# today I got some old stuff



## artart47 (Sep 24, 2013)

Hi !
A computor store that I recycle for had these units. I thought I'd post a picture before I tear them down incase some one is looking for parts for old stuff.

artart47
Sorry! 
I was half asleep and I must have done something wrong. It diden't pick up the file. You are right, I should have used the preview.


----------



## silversaddle1 (Sep 24, 2013)

From what I can see, not much of a haul! Add your pics!


----------



## g_axelsson (Sep 24, 2013)

This is why using the preview button is a good idea!

:lol: 

Göran


----------



## Smack (Sep 24, 2013)

Art posted at 5:52am, that computer store opens early. Early bird gets the worm?


----------



## artart47 (Sep 24, 2013)

Hey Smack!
I have the key for the store cuz I never get home from work before they leave.

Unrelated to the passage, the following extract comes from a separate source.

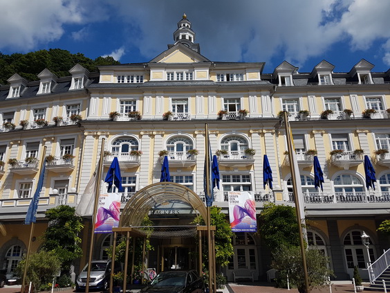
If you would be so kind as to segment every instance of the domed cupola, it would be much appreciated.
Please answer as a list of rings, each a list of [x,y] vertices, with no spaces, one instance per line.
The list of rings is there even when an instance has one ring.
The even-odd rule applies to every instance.
[[[185,12],[183,15],[183,18],[178,22],[178,29],[174,33],[174,45],[168,45],[170,48],[177,43],[181,43],[192,50],[201,53],[201,48],[198,44],[195,44],[195,33],[191,28],[191,21],[187,19]]]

So kevin calls me, they put everything they want gone in a pile and go once around it with scotch tape, I call the police , let them know I'll be loading stuff,I take everything inside the tape.
Actually, I picked these up at 11:30 pm the day before I posted.
I have keys and that arangment with several companies I haul for.


----------



## Geo (Sep 24, 2013)

nice old stuff. that sun and compac may have a good ceramic CPU.


----------